“Is this the real life? Is this just fantasy?” Was a question once posited by one of, if not the, most magnificent bands to walk this earth. Pop rock marvels Bastette continue to ponder the notion on their new EP, Exposed, through the lens of 2021 and their own personal experiences. As we hit a period of rock history where so many bands sound the same (yep, we’re at that point of the cycle), this five-piece are breathing life into the modern scene by taking a different approach.
While the band bathe themselves in a pop gloss, they’re still firmly in the rock camp. There’s hints of both early Halestorm and The Pretty Reckless with bright, shiny guitar tones throughout the five tracks. However, there’s still plenty of bombast on the first two tracks in “Stand Back” and “Talk About It” to draw you in before they start the calculated (but very much welcome) risks further down the EP. Indeed, they’re both the hardest rocking numbers in different ways with the former relying less on pop sensibilities in favour of dark and moody soundscapes whilst the latter opts for the straightforward gritty rocker with hints of grunge’s friendlier moments.
“Rollercoaster” steers us straight into ballad territory and brings the action down a couple of gears. However, it comes at the perfect point in the EP. It’s by far the poppiest moment of the tracks but expertly avoids falling into the trappings of slush. Instead, Caroline Kenyon’s vocals push it more into an operatic number backed by a melody perfectly representative of its name.

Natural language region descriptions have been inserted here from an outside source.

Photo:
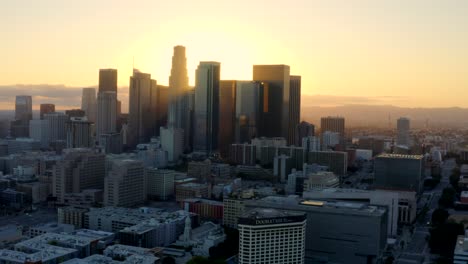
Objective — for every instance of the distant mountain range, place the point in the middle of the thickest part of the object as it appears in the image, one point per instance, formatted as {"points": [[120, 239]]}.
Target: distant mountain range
{"points": [[385, 115], [358, 110]]}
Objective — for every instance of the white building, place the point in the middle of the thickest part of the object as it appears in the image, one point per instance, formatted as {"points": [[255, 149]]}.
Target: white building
{"points": [[202, 238], [160, 183], [172, 141], [39, 131], [364, 154], [125, 184], [267, 142], [321, 180], [401, 205], [272, 236]]}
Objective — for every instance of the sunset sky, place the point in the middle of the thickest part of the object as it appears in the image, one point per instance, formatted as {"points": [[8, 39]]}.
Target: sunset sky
{"points": [[400, 52]]}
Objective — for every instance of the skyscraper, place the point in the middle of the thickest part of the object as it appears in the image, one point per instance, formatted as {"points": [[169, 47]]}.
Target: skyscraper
{"points": [[57, 126], [106, 113], [275, 96], [248, 109], [304, 129], [333, 124], [206, 107], [23, 108], [294, 108], [89, 104], [162, 107], [227, 112], [178, 112], [45, 109], [403, 128], [80, 169], [79, 133], [142, 115], [108, 80]]}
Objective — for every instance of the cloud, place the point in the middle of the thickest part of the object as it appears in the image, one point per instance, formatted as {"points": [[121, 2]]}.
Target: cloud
{"points": [[64, 97]]}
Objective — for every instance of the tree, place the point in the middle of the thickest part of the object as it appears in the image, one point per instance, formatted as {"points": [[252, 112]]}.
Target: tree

Meanwhile, mid-point “Sick & Twisted” acts as the perfect spine for the EP. As one of the singles in the run-up to the full release, it shows the full range of Bastette’s dynamism with cynical yet relatable lyrics and a hint of spite from swallowing the red pill. Whilst the guitars are more understated than in other tracks, they still pulse and sizzle with power whilst hints of Laura Branigan’s 80s heyday sit nicely with them to create an offbeat yet ensnaring song and the most representative of who and what Bastette are.
As an incredibly tight band without a weak track to be found on the EP, there’s a sense of catharsis running through the lyrics whilst offering a hand of support for those who may have been similarly burned. Like the greats who led the way, there’s authenticity from start to finish in both the music and lyrics as the band pull down false idols and ask hard but necessary questions. Exposed does exactly what it says on the tin. After one listen of this, there’s no doubting Bastette are sure of themselves without arrogance. Instead, they use it to ensure they don’t get pigeon-holed too deeply into one sub-genre and manage to do so with a deft hand to avoid the trappings of doing too much.